Posted June 19, 2015
on:Ever since it touched bottom on March 9th, 2009, the market has been going up and up and up with barely any hiccup. That’s dangerous! Because our minds could get complacent. That’s why I want to do a mental exercise with all of you: What would you do if the market fall 30%?
First of all, recognize these two important facts:
- Market fall of 30% and above happened every ten years or so. If we use history as a guide, we should expect a 10% odds of that happening over the next 12 months. (So don’t be surprised.)
- All market tumbles of that magnitude were recovered within 18 months in the US. (So don’t despair.)
So instead of seeing a 30% fall a bad thing: a horrible hit to your wealth, how about seeing that as a good thing: a deep discount of productive assets on sale that happens only once every decade.
Here is what you should do before, during and after a 30% fall of the market.
- Start with having an appropriate asset allocation. Depending on your age and risk tolerance, maybe it’s a 70/30 portfolio, or a 60/40 one, or a 50/50 one.
- Stick to it through good market and bad.
- Rebalance periodically or opportunistically
Let’s take a 50/50 portfolio for example. After the (stock) market tumble of 30%, the portfolio becomes 35/65. To rebalance back to 50/50, you must sell appreciated bonds and buy discounted stocks.
When you do the above over and over, you create a system of buying low and selling high.
An additional note on rebalance, to keep it simple, you can rebalance every year.

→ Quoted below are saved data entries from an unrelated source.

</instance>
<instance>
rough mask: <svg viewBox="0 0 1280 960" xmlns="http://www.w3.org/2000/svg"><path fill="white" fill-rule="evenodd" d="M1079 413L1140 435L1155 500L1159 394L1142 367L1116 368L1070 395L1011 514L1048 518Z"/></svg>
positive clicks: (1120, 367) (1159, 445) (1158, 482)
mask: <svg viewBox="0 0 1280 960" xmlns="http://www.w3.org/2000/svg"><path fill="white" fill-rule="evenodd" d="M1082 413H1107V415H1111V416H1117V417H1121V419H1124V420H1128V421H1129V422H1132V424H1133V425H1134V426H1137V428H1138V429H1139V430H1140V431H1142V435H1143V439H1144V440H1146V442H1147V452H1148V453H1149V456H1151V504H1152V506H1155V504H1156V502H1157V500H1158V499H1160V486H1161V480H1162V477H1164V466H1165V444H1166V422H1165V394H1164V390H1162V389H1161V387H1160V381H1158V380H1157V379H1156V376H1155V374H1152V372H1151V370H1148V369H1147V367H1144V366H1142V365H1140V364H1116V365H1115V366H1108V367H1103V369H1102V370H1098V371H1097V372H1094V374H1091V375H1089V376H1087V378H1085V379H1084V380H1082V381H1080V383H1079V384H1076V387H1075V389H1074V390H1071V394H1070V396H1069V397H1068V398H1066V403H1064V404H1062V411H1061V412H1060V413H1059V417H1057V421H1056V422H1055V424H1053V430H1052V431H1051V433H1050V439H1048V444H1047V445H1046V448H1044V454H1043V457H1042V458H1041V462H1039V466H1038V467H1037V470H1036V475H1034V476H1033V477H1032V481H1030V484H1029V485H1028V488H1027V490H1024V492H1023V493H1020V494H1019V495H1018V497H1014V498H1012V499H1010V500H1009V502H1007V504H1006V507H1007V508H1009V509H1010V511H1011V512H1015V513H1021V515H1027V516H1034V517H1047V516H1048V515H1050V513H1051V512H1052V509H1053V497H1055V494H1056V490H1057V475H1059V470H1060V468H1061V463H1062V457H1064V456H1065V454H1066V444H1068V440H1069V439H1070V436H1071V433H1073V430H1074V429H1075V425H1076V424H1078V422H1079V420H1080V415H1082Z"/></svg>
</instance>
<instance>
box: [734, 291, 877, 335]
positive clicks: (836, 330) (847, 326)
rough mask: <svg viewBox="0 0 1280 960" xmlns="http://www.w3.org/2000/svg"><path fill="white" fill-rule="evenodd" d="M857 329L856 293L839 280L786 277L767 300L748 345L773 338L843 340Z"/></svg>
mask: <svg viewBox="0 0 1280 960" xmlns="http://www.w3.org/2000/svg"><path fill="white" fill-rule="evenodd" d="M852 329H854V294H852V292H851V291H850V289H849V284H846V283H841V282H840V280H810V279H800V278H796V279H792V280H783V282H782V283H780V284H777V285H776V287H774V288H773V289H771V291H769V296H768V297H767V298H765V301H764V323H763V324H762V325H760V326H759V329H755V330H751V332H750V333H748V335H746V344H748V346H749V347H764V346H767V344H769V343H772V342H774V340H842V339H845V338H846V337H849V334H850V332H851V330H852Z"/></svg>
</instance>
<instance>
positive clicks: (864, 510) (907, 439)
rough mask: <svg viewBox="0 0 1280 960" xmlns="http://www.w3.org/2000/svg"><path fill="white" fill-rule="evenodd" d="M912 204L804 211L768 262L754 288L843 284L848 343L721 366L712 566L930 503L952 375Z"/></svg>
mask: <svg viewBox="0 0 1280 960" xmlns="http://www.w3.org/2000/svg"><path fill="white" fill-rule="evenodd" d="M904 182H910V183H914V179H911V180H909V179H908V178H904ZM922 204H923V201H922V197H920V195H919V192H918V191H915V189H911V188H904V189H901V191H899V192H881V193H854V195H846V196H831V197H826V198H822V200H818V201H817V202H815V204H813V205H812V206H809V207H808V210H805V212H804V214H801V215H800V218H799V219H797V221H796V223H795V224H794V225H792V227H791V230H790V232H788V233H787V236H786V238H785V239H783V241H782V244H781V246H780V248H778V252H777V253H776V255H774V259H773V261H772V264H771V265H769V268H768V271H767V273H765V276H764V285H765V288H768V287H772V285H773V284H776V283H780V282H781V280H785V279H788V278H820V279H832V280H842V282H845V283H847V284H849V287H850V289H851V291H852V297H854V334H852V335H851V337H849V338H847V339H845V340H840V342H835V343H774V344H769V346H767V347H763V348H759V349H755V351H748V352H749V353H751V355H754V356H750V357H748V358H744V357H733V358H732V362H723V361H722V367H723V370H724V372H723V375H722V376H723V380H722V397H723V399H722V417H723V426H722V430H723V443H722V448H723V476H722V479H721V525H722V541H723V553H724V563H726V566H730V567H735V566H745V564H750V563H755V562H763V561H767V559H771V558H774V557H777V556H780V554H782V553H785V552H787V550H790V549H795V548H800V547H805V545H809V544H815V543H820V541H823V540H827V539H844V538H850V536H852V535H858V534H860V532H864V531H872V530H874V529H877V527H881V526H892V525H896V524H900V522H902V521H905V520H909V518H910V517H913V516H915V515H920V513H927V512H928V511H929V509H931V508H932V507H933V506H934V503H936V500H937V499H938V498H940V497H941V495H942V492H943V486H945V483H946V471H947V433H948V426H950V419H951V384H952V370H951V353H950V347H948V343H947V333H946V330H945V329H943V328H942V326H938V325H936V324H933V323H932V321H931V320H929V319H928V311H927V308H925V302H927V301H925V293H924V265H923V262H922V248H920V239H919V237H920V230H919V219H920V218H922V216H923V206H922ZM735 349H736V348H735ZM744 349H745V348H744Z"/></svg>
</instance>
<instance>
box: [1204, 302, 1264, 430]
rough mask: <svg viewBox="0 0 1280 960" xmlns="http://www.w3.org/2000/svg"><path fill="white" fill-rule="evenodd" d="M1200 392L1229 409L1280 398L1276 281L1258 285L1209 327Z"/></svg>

The optimal rebalance however, is opportunistic not periodic. The research on that was published in Journal of Financial Analyst and it suggests a rebalance when an asset class has deviated from its target allocation by 20%. When this is done right, you can add about 40 basis points in excess return.
If you want to find out how I can help you, schedule a Discovery review with me. If you are not ready, you can still get my white paper for free: The Informed Investor: 5 Key Concepts for Financial Success.
June 19, 2015 at 10:25 pm
It would seem to me, now that we are at all time highs, each day brings us closer to a major adjustment. In thinking this, one could partially sell the gainers to raise about 30-35% of the portfolio in cash. When that goal is reached, retain that cash for the buying opportunities presented by the correction. Not many have the discipline to do this, Holding cash undermines the earning power of the up cycle, and greed pushes us on. Investing 100% in equities amplifies the down cycle, and without cash we all fear that. It would be a personal choice based on the individuals aversion to risk and desire to enhance positions buying things on sale.